Most of the talk about energy on Beacon Hill has focused on solar power and Canadian hydro. But judging from a field trip to Denmark that legislators took this month, proponents of offshore wind are determined not to be left out in the cold. The main goal: to show off the country’s offshore wind turbines and manufacturing operations. The trip’s $38,000 cost was funded through the Special Initiative on Offshore Wind, a project at the University of Delaware that’s backed by the Rockefeller Brothers Fund and other foundations.
The delegation included Democratic Representative Patricia Haddad, a top lieutenant of House Speaker Robert DeLeo and offshore wind’s most prominent backer in the House of Representatives. Haddad is pushing a wide-ranging energy bill that includes a provision that would prompt Eversource Energy and National Grid to enter into long-term contracts with offshore wind farm developers.
Haddad watched one coal-fired power plant close in her hometown of Somerset and is preparing for the other one to close in 2017. She sees offshore wind as a way to replace some of the lost jobs.
Other lawmakers who joined Haddad on the three-day tour included senators Karen Spilka, Mark Montigny, and Marc Pacheco and representatives Ron Mariano, Jim O’Day, Tom Golden, and Sarah Peake.
Insurance coverage that’s fit for a pope
A papal visit is part Super Bowl, part diplomatic tour — and no easy event to insure.
The Boston insurance brokerage Risk Strategies Co. was tapped to create the comprehensive policy to insure Pope Francis’s visit to Philadelphia this week, on behalf of the host committee and the city’s diocese.
A Risk Strategies’ subsidiary, DeWitt Stern, has developed insurance plans for Broadway plays and football games.
But Pope Francis’s visit posed unique challenges, said LeConte Moore, the managing director of DeWitt Stern.
Since the Boston Marathon bombing two years ago, insurance companies have been reluctant to cover such large, open events, which could be potential terrorism targets, Moore said.
“They run for the hills,” he said.
But Moore, along with Curtis & Porter LLC, the Philadelphia archdiocese’s day-to-day insurance broker, convinced insurers that security for the pope would be tighter than at most large events, with agencies such as the FBI providing staff.
Connecticut-based W. R. Berkley Corp., which insures the Super Bowl, eventually signed on as the lead insurer for the pope’s two-day Philadelphia trip.
The total policy covers not only the big liabilities, such as terrorism, but the smaller risks, such as potential damage to the lectern that Pope Francis will use when he speaks at Independence Hall in Philadelphia.
The simple, walnut lectern is no ordinary stand: President Abraham Lincoln delivered the Gettysburg Address in front of it, Moore said.
Staying put in Virginia
When Kristen Cavallo was recruited to return to Mullen in 2011 to be the Boston advertising agency’s chief strategy officer, she was living with her family in Richmond, but eventually planned to move back to the Boston area when her kids were older.

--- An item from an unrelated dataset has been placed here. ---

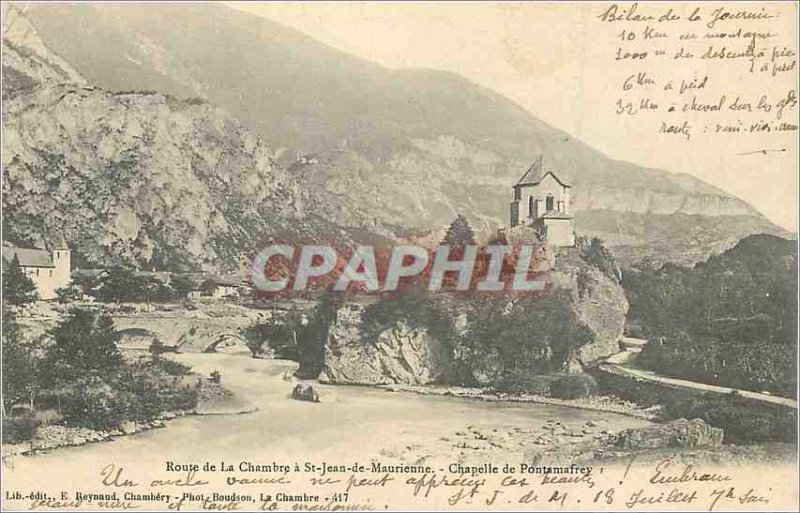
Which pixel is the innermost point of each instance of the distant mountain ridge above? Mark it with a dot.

She continued to balance her work days between Boston and Virginia, even after she was named president of the agency’s Boston office last year.
But Cavallo’s coworkers at the agency, which is now known asMullen Lowe, learned this month that she won’t be heading north, after all.
Instead, she has decided to step down from the president’s job so she can spend more time with her family in Richmond.
She’ll shift to a different role within Mullen that will focus on client relations and talent development.
“A situation developed on a personal front which prevents her from moving,” spokesman David Swaebe said.
A search has already begun for a new president of Mullen Lowe’s Boston office, where about 450 people work. Swaebe said Mullen Lowe officials hope to find a replacement for Cavallo by the end of October.
Lee Newman, Mullen Lowe’s US chief executive, and Cavallo broke the news to workers at a staff meeting two days after Labor Day.
A new voice for nonprofits
Like many people fresh out of college, Jim Klocke (“rhymes with hockey,” he likes to say) took a while to find his path.
After graduating from Notre Dame in 1982, he worked on Gary Hart’s presidential campaign, attended a year of law school, got a degree from Harvard’s Kennedy School of Government, worked for the Dukakis administration, and ran unsuccessfully for Boston City Council.
Then, in 1992, he landed a gig at the Greater Boston Chamber of Commerce — and stayed put for the next two decades, most recently as an executive vice president.
“Anybody who knew me in my 20s wouldn’t have guessed I’d stay in my job for 2.3 years, let alone 23 years,” Klocke jokes.
Now his long streak is coming to an end: Klocke, 54, has been named chief executive of the Massachusetts Nonprofit Network, an umbrella group for the state’s roughly 34,000 not-for-profit organizations.
He begins Oct. 13.
A Wellesley resident, Klocke succeeds Rick Jakious, who left to become district director for US Representative Seth Moulton. Klocke’s departure comes shortly after the chamber got a new president and CEO, James Rooney, former director of the Massachusetts Convention Center Authority.